Inside the numbers

Patrick Gibbons

"Lies, damned lies and statistics," was the rejoinder by University of Nevada, Las Vegas President Neal Smastrek on KUNV-FM when confronted with unflattering data regarding UNLV spotlighted in a recent study by researchers from the University of Arkansas Department of Education Reform.

The report, titled "Administrative Bloat at American Universities: The Real Reason for High Costs in Higher Education" found that between 1993 and 2007 UNLV increased its contingent of administrators and bureaucratic personnel per 100 students by 90 percent, while cutting the number of instructors by 6.6 percent.

Growing administrative bloat and misplaced priorities is a nationwide trend. "Universities employ more people and spend more money to educate each student even as those universities increase their enrollment," write the authors, led by University of Arkansas Department of Education Reform Chairman Jay P. Greene.

But the misspending of scarce resources on administrative bloat isn't the only problem. New spending priorities, like transportation and health care, now threaten revenues dedicated to education.

According to the National Association of State Budget Officers, higher education spending as a percentage of state budgets is stagnant or falling nationwide. In Nevada, Medicaid has already become the second biggest expenditure item in the state's budget (12.1 percent) and will likely continue to grow thanks to the passage of ObamaCare earlier this year. Higher education places third (10.1 percent).

Given the recession, universities across the nation face declining revenues. However, claims by Nevada higher education of 30 to 50 percent budget cuts overstate the magnitude of the economies. Indeed, this is where Mark Twain's phrase of "lies, damned lies and statistics" is more appropriate.

One way to mislead the public is to cite general-fund appropriations while ignoring other sources of revenue — including tuition, fees and federal funds (such as the American Recovery and Reinvestment Act). Or to calculate from a baseline budget which includes imaginary spending increases never actually realized. Or to add up multiple years of cuts as a percentage of one budgetary year.

In a public meeting earlier this month, Smastrek rolled all three techniques into one calculation.

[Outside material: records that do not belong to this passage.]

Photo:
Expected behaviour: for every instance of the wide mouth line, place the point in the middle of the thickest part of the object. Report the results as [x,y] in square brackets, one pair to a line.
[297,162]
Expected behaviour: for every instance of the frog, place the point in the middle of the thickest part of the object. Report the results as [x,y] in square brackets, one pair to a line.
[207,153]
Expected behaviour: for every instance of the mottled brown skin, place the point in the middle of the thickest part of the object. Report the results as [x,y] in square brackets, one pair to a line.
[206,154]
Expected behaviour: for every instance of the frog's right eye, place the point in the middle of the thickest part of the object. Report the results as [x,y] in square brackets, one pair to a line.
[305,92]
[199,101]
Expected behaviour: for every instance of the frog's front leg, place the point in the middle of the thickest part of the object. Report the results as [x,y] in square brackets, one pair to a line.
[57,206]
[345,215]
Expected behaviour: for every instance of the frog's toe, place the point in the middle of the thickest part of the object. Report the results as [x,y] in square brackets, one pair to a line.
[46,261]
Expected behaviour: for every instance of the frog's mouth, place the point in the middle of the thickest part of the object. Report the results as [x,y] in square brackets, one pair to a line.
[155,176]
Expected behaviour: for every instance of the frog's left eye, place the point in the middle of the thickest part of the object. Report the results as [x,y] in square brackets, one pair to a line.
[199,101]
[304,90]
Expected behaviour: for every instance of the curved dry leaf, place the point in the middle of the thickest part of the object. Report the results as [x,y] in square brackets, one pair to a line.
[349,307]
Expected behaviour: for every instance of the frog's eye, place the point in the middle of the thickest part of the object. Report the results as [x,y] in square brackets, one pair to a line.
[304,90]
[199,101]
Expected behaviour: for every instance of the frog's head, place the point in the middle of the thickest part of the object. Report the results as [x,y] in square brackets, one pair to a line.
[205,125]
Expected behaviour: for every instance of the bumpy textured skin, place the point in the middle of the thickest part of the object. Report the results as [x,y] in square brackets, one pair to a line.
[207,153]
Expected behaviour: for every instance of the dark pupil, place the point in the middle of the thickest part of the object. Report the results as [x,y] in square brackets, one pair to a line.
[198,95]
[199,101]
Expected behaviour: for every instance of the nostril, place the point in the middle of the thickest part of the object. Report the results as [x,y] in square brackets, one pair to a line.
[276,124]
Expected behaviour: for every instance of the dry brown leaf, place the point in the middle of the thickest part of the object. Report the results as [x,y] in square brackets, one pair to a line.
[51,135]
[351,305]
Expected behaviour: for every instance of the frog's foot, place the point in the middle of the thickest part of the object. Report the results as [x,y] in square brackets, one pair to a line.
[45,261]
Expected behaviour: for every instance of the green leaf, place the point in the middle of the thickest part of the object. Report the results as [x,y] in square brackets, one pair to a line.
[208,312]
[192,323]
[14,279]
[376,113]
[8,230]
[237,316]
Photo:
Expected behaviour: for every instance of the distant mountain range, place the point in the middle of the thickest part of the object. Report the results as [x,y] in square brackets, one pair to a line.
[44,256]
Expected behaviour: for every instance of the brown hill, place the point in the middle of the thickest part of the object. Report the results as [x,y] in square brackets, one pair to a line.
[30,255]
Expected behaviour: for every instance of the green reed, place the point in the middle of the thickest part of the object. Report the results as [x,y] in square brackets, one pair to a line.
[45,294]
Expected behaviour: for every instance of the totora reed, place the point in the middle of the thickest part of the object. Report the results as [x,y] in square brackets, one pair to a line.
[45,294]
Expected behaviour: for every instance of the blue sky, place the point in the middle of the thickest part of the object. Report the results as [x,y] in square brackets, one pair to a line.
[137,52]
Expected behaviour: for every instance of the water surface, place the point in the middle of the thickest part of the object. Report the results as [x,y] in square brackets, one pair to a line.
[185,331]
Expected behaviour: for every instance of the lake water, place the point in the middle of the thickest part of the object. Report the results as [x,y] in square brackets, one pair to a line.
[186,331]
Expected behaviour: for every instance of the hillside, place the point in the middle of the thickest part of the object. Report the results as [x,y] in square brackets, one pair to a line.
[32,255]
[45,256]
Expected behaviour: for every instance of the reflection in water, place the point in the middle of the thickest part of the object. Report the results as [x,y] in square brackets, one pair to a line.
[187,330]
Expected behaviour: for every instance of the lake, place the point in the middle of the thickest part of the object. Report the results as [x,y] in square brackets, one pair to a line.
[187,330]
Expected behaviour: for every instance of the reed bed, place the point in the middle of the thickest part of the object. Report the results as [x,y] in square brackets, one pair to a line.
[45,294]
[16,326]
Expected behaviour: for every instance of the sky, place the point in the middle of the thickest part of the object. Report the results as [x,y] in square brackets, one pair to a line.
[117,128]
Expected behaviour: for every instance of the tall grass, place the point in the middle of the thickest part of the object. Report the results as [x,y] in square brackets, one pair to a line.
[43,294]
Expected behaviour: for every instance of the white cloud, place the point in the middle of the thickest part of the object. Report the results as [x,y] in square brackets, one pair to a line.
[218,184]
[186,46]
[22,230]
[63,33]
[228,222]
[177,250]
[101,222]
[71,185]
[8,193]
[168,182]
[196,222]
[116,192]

He claimed UNLV lost "$50 million and about 27 percent of [the] budget since 2007." However, the "$50 million" and "27 percent" figures were generated, UNLV acknowledged when asked, by adding up multiple years of budget cuts and then taking that as a percentage of the state general-fund appropriations of just one year (2007).

Isn't this like rolling three years of personal deductions into one on your income tax return and then seeking to apply them against one year's salary? Wouldn't that kind of math get the IRS coming come down on you with interest and penalty charges? 

University Regent Ron Knecht argues that public officials in higher education and elsewhere need to be more candid with their numbers. "If we aren't accurate, if we over-claim, or if we inflate the magnitude of actual cuts by referencing past ‘budget' numbers instead of actual expenditures, as some have been known to do," he said, "then our claims will be debunked and we will lose credibility."

Moreover, given the public-record, available-upon-request status of budget information, loss of credibility from such antics is assured.

According to figures from the Nevada Legislative Counsel Bureau, less FY09 and special-session budget cuts, the state's university system saw an inflation-adjusted expenditure decline of 10.2 percent following the 07-09 biennium. UNR's legislatively approved expenditures declined 11.9 percent, while UNLV's declined 7.1 percent.

These budget cuts are much smaller than often advertised. They are smaller still in proportion, considering the record-high appropriations they were made against. Between 1993 and 2007, UNLV's inflation-adjusted spending increased 140 percent while spending at UNR increased 69 percent. Additionally, figures from the National Association of State Budget Officers show another 31 percent increase in higher-ed spending between 2007 and 2008.

After decades of increasing revenue, Nevada's universities are facing a tougher time than they're used to. But this new reality doesn't justify them overstating the magnitude of the budget cuts. Nor does it automatically entitle them to other Nevadans' hard-earned money.

With abundant information and new technologies available, and in the midst of a severe and ongoing recession, Nevada's universities can no longer conduct business as usual. They must learn to live within their means and address the administrative bloat, the mission creep and the luxurious student amenities that have created unsustainably large budgets.

This means streamlining their budgets and focusing the attention back on their primary mission: education and research — not simply jobs for adults or resort-style living for students.